I don't know much about the Sun King or Little Queenie. The Fool would probably be a lot like having lunch with Robin Williams. And, let's face it: John was a little pretentious. Plus, wasn't he actually The Walrus? All out.

That leaves:

Eleanor Rigby
Her Majesty
Rocky Raccoon
Bungalow Bill

So how would lunch with each of them be?

Eleanor Rigby:

What We'd Probably Eat:
Eleanor is poor; she'd probably order a lot of food, or want to go to a buffet, to really load up. No salads, but nothing really fun, either. Probably a lot of pasta.

What We'd Probably Talk About:
If she's the whiny kind of lonely person, it's a lunch full of why can't I meet the right guy? I've got my face right in the jar by the door in case he shows up. But if not, then she's probably the quiet kind of lonely person, and I'm going to have to make small talk and fill in the gaps and not notice that she's putting the bread in her purse to take home for later. That's going to be awkward, too, because most of my conversation revolves around making Homer Simpson references and she's not likely to get those.

How Fun Would It Be, On A Scale of 1 (Ringo) to 4 (Paul):
1. Ringo.

Her Majesty:

What We'd Probably Eat:
Her majesty may be a 'pretty nice girl' but she's clearly popular, the kind of girl you'd have to have a bellyfull of wine to approach. That means a salad she'll pick at, and the trendy drink of the day -- an Apricotini.

What We'd Talk About: Since she doesn't have a lot to say, it's all on me again. If she's pretty nice, she'd pretend to listen while I talk about sports.

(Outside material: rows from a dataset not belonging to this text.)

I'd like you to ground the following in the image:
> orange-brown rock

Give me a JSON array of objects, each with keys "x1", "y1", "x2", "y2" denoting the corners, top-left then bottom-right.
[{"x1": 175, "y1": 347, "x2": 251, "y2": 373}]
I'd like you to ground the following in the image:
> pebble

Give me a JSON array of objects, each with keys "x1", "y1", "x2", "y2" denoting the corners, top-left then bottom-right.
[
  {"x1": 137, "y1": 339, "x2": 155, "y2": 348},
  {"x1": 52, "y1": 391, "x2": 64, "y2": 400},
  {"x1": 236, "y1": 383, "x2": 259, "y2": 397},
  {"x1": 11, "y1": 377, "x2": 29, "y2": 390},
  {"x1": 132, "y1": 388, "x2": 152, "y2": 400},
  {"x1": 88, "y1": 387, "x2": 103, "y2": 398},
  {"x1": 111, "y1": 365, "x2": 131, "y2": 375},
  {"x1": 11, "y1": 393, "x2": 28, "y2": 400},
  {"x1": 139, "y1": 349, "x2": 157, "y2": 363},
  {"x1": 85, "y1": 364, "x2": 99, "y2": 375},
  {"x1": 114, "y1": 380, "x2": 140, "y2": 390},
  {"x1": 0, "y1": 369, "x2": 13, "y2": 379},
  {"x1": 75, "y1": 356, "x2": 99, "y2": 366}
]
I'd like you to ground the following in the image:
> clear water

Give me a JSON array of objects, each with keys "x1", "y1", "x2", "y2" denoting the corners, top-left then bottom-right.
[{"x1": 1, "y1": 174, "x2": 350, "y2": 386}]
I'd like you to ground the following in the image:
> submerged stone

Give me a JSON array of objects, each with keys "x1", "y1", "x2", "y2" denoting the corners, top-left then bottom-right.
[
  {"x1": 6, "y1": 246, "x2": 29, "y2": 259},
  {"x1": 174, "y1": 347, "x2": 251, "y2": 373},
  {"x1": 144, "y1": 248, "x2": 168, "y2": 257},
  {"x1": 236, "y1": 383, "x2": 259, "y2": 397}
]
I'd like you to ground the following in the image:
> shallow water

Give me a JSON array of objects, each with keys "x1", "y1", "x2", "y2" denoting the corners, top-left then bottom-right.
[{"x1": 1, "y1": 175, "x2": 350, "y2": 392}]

How Fun Would It Be, On A Scale of 1 (Ringo) to 4 (Paul): Only a 2. (John.) She's quiet, she's popular, it'd be awkward because I don't want Sweetie to get jealous, plus Paul really loves her a lot and will be mad at me for having lunch with her.

Rocky Raccoon:

What We'd Probably Eat:
Raccoons are omnivores, but Rocky's more of a drinker, I think. We'd probably have a couple of beers and maybe some burgers. Rocky would use his little human-like hands to wash his food before eating it, I bet.

What We'd Talk About: Here's the downside: Mostly Lil/Nancy. Rocky has sort of a one-track mind. It'd be all I can't believe she ran off with Dan and I'm gonna get a gun and check into that saloon and I'd spend most of my time saying there's other fish in the sea and things like that.

How Fun Would It Be, On A Scale of 1 (Ringo) to 4 (Paul): 3. (George.) The cute human-like hands, plus hearing Rocky's elaborate revenge fantasies, would be appealing, but then I'd have to worry about being an accomplice or witness, and, too, that stuff gets old after a while.

Bungalow Bill:

What We'd Probably Eat: Steaks. Definitely steaks. But also some vegetables and a glass of 2% milk. Any guy who brings his mom on safari is going to be conscious of eating a well-rounded meal. We'd skip dessert and have a brandy. Yeah, it's lunch, but he's a Safari hunter!

What We'd Talk About: What wouldn't we talk about! The things he's killed. His adventures with Captain Marvel. Whether it embarrasses him when his mother handles the moral questions for him. The time would fly by.

How Fun Would It Be, On A Scale of 1 (Ringo) to 4 (Paul): 4. (Paul.) Plus, if I played my cards right, I could probably meet Captain Marvel.

So Bungalow Bill wins, hands down, and is The Best Title Character From A Beatles Song To Have Lunch With.